Fair. I bet that'll change soon though. My prediction is that it'll be a mobile-first game, like the next Pokemon Go sort of thing, that'll be IPv6-only.
Plenty of mobile users use wifi at home/work. Telling them to disable their ipv4-only wifi just to play your game is going to be a non-starter, especially when the cost of ipv4 address adds negligible cost to infrastructure. Is your CTO really going to massively increase user friction ("turn of your wifi to play!") just so try to save a few cents (comparatively speaking) on infra?
this isn't true. I know because at some point XFinity started dropping ipv6 connections for me and I noticed because a number of sites (forget which) were broken
What do you mean by dropping ipv6 connections, like dropping ipv6 packets? That's only an issue if you're using v6. I disabled ipv6 on my router years ago and have never had a problem just using v4.

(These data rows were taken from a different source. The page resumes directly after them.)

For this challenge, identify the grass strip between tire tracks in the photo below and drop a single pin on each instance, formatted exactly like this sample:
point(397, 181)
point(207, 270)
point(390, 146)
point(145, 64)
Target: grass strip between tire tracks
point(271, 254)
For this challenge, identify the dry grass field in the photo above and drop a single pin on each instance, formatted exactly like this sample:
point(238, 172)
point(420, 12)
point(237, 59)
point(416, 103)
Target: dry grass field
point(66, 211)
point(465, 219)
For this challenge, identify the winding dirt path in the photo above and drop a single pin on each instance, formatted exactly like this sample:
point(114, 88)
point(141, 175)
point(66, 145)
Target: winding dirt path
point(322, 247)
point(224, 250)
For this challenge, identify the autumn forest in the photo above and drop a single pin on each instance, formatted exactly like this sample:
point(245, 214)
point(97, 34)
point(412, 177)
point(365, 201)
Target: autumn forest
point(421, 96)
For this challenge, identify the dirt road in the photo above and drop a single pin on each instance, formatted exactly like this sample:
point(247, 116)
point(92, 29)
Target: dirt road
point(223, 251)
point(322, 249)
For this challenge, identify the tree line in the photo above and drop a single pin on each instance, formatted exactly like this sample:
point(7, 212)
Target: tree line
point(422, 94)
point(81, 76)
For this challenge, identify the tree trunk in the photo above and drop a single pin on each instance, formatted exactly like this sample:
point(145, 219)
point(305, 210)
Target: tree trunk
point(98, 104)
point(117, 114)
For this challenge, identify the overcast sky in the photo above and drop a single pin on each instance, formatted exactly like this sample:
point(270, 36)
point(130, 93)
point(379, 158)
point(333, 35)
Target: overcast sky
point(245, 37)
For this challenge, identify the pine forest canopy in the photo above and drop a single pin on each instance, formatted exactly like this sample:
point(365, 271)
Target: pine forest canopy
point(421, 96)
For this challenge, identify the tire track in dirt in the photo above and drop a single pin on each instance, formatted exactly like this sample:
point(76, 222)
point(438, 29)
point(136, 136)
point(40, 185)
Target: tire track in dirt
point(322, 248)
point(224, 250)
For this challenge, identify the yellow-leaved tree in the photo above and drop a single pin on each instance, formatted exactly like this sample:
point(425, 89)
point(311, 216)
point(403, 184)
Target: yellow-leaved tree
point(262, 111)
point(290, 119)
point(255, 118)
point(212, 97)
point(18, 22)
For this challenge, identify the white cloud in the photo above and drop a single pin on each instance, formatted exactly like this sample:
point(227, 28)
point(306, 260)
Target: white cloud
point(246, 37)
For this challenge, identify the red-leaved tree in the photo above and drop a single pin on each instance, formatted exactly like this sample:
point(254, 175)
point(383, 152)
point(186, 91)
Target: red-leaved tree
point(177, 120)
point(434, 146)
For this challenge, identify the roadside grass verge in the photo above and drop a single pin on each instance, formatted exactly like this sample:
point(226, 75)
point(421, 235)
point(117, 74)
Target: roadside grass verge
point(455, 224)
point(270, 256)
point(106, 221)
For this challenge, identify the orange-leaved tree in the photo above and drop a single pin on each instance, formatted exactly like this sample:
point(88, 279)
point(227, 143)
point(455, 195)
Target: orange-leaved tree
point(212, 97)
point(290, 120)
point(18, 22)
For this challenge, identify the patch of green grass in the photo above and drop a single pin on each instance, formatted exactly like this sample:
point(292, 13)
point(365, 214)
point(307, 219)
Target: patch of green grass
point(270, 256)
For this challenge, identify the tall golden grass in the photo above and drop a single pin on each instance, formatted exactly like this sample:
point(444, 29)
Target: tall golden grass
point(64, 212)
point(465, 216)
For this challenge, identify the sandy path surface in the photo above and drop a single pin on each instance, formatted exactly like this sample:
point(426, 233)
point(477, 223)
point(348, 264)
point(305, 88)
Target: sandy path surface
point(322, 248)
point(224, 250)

True, but irrelevant to my point. Whether a particular ISP supports doesn’t matter: it is being widely used by the rest of the world, to the point that it’s half of Google’s traffic.
Vodafone's network is reported to handle around 20% of the world's traffic. It's not a random ISP. It's network does not support IPv6. It is how a big chunk of all internet users experience the internet. Claiming it doesn't matter in a discussion over IPv6 adoption rate is ludicrous.